Lending voice to the meek
Priyanka Singh

They Hang
by Syeda S. Hameed.
Women Unlimited. Pages 183. Rs 275.

They HangBelieving that women empowerment and emancipation has been set into this enormous motion that would liberate the lot of women in our country, would be taking a naiveté’s view.

This book offers a harsh reality check, whereby with each story, an unshakable fear grows in strength that nothing has changed. Women who are more educated and dare to take on the might of a cold world, only get sucked in the whirl of the movement, often making some noise but not enough to yield a positive fallout.

Syeda, former Chairperson of the National Commission for Women, was in a position to make a difference but her own angst at running into a blind alley each time made the book possible.

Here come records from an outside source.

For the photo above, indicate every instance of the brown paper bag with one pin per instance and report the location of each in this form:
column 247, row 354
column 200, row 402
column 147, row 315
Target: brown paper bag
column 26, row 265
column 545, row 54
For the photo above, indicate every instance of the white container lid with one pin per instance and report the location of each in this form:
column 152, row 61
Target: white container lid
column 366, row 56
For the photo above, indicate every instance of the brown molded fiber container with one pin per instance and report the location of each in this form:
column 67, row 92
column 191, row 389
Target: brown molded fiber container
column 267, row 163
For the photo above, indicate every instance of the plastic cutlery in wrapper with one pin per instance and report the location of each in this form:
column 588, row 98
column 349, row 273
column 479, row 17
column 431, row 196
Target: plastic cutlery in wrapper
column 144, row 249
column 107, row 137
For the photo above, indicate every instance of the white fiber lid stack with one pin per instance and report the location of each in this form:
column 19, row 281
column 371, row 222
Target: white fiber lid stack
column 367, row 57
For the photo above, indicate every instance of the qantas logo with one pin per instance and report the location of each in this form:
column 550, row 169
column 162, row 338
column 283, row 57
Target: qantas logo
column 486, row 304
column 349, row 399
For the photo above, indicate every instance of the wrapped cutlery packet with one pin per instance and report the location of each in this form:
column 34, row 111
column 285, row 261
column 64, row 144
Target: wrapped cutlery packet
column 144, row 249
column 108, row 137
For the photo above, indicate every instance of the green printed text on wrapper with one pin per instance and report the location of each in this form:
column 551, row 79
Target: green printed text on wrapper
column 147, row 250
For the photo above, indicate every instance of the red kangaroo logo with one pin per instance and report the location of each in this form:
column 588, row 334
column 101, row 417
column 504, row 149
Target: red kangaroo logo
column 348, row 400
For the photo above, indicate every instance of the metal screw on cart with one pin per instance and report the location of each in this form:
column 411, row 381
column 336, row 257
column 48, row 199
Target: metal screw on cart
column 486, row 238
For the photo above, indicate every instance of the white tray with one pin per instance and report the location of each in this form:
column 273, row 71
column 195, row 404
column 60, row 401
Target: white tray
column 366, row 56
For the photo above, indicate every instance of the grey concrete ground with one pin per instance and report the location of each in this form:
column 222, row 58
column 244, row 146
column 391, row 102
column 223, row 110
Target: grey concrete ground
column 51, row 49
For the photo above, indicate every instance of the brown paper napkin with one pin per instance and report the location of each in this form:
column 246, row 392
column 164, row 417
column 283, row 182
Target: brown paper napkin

She says,: "...my screen brings up the faces of hundreds of women, each one pleading for my attention, demanding that I tell her story. Tell her story. Why? To plead her case? To deliver justice? Both? Yes, both. But during my three years as a member was I able to deliver justice to the women who appeared at my door? Did any state functionary click to attention at my call? I can count on the fingers of one hand the cases which came to a successful conclusion."

Her self-doubt and loathing at a brute system that makes it possible for a woman to be treated like a rag doll is central to the stories.

Be it an illiterate but plucky woman or a Cambridge graduate, a common thread runs through their lives, making them incapable of taking charge of their crumbling world. The stories are blood curdling, for these are true. Gangrape for honour, battering for salvaging pride, sexual harassment by the Principal of an elite school, parading the nakedness of hapless women...the grossness disgusts. Worse, more the determination to change the situation, more it fails to move people out of their inertia.

Syeda’s frustration is real. So is her pain that her efforts went to waste. The book is her last attempt to wake up anybody who would care to listen and make a difference. It is a resolve to restore the dignity of the woman who was yoked like an animal because she ploughed the fields as her fuddled husband lay dead to the world. It is an untiring effort to lend voice to the meek—a desperate attempt to make the stories of these women live in public memory, with a hope that some day they would cease to be rag dolls, to be twisted at will.

The book provokes anger and thought. Syeda writes, "All the women whose lives inform my stories displayed enormous pain-tolerance." India shining? Hardly.